Gaining trust requires respect within your team, whether it’s a group of managers, service providers or a board of directors, trust and respect are imperative. Earning trust and respect is an art form and the linchpin of leadership.
So what do trust and respect look and sound like?
It’s a tough question in the age of divisive politics, shouting TV talking heads and social media trolls. There’s not a whole lot of trust and respect being modeled or earned. Joann Lublin’s 5/3/17 Wall Street Journal article, How Millennial Bosses Can Gain Trust, cites some answers that are no different from how anyone earns trust—by giving and gaining respect. I continue to beat this drum. Lublin has to remind Millennials because they came of age in the digital era that they are more likely to be connected through their devices but may be physically or emotionally distant. Budding Millennial leaders’ reference points to physically, verbally and emotionally gaining trust and respect may not be obvious.
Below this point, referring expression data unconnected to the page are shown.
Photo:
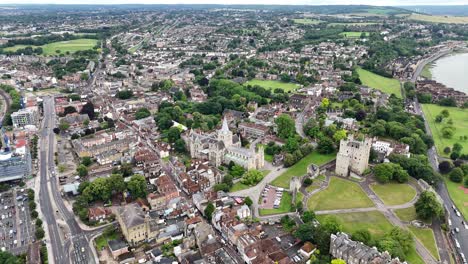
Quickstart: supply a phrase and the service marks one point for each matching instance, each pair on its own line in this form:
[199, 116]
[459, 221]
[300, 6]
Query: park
[375, 81]
[63, 47]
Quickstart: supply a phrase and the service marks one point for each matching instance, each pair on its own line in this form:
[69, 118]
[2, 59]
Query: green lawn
[460, 123]
[340, 194]
[240, 186]
[300, 168]
[307, 21]
[353, 34]
[285, 206]
[101, 241]
[413, 257]
[406, 214]
[271, 84]
[426, 236]
[426, 72]
[386, 85]
[64, 46]
[394, 193]
[373, 221]
[459, 197]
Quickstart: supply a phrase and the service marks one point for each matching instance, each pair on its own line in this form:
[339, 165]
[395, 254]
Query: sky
[260, 2]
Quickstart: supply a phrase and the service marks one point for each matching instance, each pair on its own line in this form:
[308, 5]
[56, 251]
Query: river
[452, 70]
In teaching collaborative negotiation for any professional setting, I talk a lot about gaining trust and respect. I take the corollary a step further by tying gaining respect to vulnerability. They are interconnected. I often bet my student and professional clients that in seeking respect they can and must make themselves more vulnerable than they believe is safe. Doing so will serve them well.
We walk around as defensive beings and it’s no wonder given the heads and trolls. Being the leader and gaining trust and respect requires that you show your hand first and open the door to vulnerability. Also required are honesty and active collaboration using neutral language and losing the spin and half-truths.
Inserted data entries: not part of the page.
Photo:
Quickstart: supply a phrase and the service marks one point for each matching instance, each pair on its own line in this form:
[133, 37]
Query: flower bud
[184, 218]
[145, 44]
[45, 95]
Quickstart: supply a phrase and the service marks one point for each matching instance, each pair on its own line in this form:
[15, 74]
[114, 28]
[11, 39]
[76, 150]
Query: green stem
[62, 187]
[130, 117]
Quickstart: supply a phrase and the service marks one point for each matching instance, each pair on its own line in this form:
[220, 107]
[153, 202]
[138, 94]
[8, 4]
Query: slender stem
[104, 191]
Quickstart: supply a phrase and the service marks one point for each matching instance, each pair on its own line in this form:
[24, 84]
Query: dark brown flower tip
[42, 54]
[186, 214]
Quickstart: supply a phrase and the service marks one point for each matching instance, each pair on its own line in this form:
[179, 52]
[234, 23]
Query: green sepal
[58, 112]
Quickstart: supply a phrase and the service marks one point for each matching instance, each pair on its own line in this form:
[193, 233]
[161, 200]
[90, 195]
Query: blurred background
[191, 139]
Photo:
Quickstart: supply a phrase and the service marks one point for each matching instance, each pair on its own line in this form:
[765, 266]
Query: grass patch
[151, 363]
Lublin and I agree the first step is to get out of your office and have face-to-face, collaborative conversations. Here are some other tips: ask those whose trust you seek “what does success look like for you and how can I help you get there?” Tell the other what keeps you up at night (the vulnerability lies in your reveal that you, too, have nagging thoughts) and offer to partner toward your respective successes.
Technology encourages, simultaneously blunts and gives rise to the distrustful, disrespectful talking heads and trolls. Tech and TV fall short on deep human connection. Put your cards on the table and speak straight up facing your organizational partners. You will not only gain trust and respect and you will also feel better because you are human and need to connect with other humans in a humane way. Trust me, this brand of leadership will fill your soul and improve your professional trajectory.